For that reason, and given how tagged owls like Assateague have spent so much time hunting over open water this winter, we expected Philly would spend his nighttime hours hunting the Delaware River that lies just yards from the runways, or John Heinz National Wildlife Refuge, a mile to the north of the airport across I-95.
Instead, since he returned to PHL a week ago, this young male snowy has spent his time essentially within the perimeter of the airport, as you can see from this overview, which includes all his movements since returning Jan. 11.

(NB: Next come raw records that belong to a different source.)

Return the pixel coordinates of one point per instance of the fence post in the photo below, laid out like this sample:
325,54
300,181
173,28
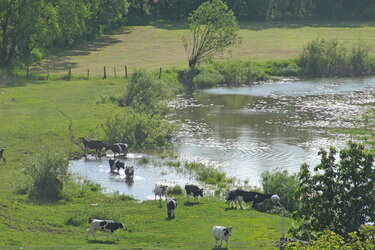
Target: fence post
27,72
69,73
47,74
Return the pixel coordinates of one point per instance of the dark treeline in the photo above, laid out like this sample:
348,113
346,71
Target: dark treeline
31,28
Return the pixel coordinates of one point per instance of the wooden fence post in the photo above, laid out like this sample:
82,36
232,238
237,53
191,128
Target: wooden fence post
27,72
69,73
47,74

During the day he hangs out along the taxiways at the east end of the airport, very close to where we initially trapped him. After dark he often flies to exit roads leaving the terminal and parking garage, close to the economy parking lot, and sits on the high light poles or street signs watching the grassy areas below. That’s a busy place, especially just at dark, when airport traffic is often the heaviest.
Another favorite location — and one that worries us even more — is a short utility pole between the northbound lanes of I-95 and the Exit 12 ramp. The latest three-day batch of locations, which his transmitter sent Saturday evening, show that he’s been using that perch repeatedly the past few days. The short, unkempt grass must be full of rodents (probably meadow voles) — the same reason you’ll see red-tailed hawks and the occasional American kestrel hunting the same areas by day.
But if you look at the Google Earth image, you’ll probably have the same thought I did — why not hunt the much larger open areas north of I-95, in the cloverleaf of the airport exit roads? That puzzled me, until I used the Street View feature — and realized that those areas are covered in dense brush, small trees and stands of phragmites — the kind of thick cover that snowy owls avoid.
We’d still like to get Philly and the other snowy owls that periodically use PHL relocated for their own safety,
although the owls aren’t cooperating. Last week USDA Wildlife Services and Pennsylvania Game Commission personnel tried to retrap Philly, but he was having none of it — the hunting must be good, because he showed no interest in their trap.
So we’ll keep tracking him, and keep crossing our fingers that he stays out of the way of traffic both in the air and on the ground. In the meantime, he’s giving us a fascinating look at how a wilderness animal makes a living in a highly urbanized, modern environment.